Pour moi c'est la trève estivale. Le temps des réunions est suspendu jusqu'en septembre et les actions collectives, aussi urgentes soient-elles, sont reportées à plus tard. Libéré de ces multiples sollicitations, je retrouve du temps pour moi. Je peux cogiter un peu, et même écrire.
Il y a quelques jours, la chaleur caniculaire rendant l'extérieur peu attirant en journée, j'ai choisi la fraîcheur de la maison afin d'effectuer quelques rangements. Du tri dans des dossiers et divers documents, plus ou moins en vrac, m'ont permis de jeter des kilos de paperasse périmée. Archiveur désordonné, je garde baucoup plus que nécessaire. Peut-être pour avoir le plaisir de retrouver des traces de ce qui fut. Sensations ou émotions se ravivent alors, au hasard des désempilements et des redécouvertes. Dans cette sédimentation documentaire je constate l'écoulement du temps. C'est ma petite archéologie personnelle
Dimanche, j'ai ainsi eu l'heureuse surprise de découvrir de précieux documents dont j'avais oublié l'existence. Des lettres, laissées par C., puis L., deux des femmes avec qui j'ai accepté, jadis, l'exploration conjointe des possibles. C'était à l'époque durant laquelle, circonspect mais curieux, j'étais plutôt ouvert aux rencontres sensibles et me laissais approcher assez facilement. Était-ce pour vérifier mon potentiel de séduction, fragilisé par une sévère déconvenue ? Tenté par des parenthèses à tonalité affective et sensuelle, mais sans attachement, j'évaluais encore mal les conséquences et les impasses auxquels ce cocktail hasardeux pouvait conduire.
La relecture des lettres enfouies et leurs touchantes confidences m'a ramené en arrière, ravivant instantanément ce qui s'était partagé à ce moment-là. Images et sensations, douceur et discussions, questionnements partagés. Il y avait du vraiment bon et du... plus compliqué. C'est celui-ci qui m'est revenu le plus nettement. Comme une gêne mal enfouie, prête à ressurgir. Car je sais avoir, malgré moi, causé tourments et chagrins en ne répondant pas à certains désirs. J'en garde une sensation de malaise et d'inachevé. Le flou et l'incertitude causés par mes hésitations rendaient, je le sais, mes intentions peu claires. Je n'en suis pas fier. Il aurait fallu du temps, de la patience, du dialogue... ou au contraire, peut-être, que je prenne des décisions tranchantes. Mais j'ai la patience de l'alchimiste, qui persévère sans pouvoir garantir que l'expérience tâtonnante donnera un résultat réciproquement satisfaisant. Je crois que la complexité, en elle-même, me stimule.

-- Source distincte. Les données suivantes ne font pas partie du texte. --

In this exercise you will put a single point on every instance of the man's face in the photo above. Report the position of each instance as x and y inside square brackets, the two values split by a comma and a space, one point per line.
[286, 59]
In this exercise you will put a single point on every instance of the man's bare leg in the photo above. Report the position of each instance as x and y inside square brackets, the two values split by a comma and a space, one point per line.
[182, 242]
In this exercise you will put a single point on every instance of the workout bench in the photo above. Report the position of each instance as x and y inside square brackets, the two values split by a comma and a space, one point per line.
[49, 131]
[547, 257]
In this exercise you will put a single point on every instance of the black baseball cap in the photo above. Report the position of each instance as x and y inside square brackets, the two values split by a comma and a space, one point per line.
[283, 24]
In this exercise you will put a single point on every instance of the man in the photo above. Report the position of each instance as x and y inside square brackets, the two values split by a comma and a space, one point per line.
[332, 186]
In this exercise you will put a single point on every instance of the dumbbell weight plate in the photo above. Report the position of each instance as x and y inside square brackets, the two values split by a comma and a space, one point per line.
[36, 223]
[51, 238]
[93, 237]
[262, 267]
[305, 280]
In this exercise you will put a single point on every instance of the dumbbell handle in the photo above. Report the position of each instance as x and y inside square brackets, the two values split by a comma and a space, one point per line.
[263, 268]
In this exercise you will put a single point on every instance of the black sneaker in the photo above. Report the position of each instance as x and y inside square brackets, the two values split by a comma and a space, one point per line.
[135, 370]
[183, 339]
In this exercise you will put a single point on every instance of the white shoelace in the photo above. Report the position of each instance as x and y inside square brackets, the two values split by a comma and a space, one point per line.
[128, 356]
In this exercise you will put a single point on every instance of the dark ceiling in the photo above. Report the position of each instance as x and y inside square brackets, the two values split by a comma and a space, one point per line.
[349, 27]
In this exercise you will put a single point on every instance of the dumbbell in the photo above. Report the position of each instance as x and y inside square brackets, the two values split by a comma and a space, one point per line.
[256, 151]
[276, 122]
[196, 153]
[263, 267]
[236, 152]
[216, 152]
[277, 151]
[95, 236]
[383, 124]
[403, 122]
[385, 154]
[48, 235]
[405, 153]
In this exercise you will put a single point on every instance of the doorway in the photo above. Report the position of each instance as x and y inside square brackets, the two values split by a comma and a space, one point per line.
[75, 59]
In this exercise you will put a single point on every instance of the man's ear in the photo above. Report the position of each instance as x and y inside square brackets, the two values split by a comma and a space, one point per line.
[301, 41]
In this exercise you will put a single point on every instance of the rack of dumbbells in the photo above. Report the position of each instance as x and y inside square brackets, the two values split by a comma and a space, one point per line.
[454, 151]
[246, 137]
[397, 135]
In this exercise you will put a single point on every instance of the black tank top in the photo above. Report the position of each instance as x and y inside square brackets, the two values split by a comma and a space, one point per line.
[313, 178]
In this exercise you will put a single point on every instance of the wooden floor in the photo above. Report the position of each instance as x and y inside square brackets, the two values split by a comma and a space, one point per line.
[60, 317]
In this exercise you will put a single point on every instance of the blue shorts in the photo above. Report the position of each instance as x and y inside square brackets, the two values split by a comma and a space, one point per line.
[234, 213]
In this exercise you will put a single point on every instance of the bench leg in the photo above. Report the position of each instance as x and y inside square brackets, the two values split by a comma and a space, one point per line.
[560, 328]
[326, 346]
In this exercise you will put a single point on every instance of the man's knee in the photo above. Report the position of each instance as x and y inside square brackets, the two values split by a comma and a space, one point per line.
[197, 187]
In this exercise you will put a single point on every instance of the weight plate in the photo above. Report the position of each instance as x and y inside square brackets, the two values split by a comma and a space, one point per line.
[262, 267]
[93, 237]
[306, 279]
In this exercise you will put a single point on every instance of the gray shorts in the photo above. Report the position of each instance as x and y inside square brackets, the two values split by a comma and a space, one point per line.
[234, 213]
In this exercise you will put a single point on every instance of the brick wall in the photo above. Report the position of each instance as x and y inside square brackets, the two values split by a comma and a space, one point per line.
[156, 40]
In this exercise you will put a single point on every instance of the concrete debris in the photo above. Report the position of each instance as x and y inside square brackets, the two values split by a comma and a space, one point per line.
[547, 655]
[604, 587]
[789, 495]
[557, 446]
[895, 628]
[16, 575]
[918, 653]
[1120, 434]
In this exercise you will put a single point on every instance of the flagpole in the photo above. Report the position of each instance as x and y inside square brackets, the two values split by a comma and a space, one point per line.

Pour quelqu'un qui recherche la simplicité c'est, pour le moins, paradoxal ! Mais en fait non : c'est un peu comme si j'avais besoin de tout mettre à plat. Clarifier. Décortiquer les doutes et les ambiguïtés, les lever pour établir une confiance et parvenir enfin à cette tranquille complicité dans laquelle je me sens libre d'être moi. Traverser la complexité pour atteindre la simplicité, en quelque sorte.
Ce mode de fonctionnement est peut-être singulier. Trahit-il une sensibilité exacerbée ? Ou un désir d'idéal ? Une prudence excessive ? Un besoin absolu de clarté ?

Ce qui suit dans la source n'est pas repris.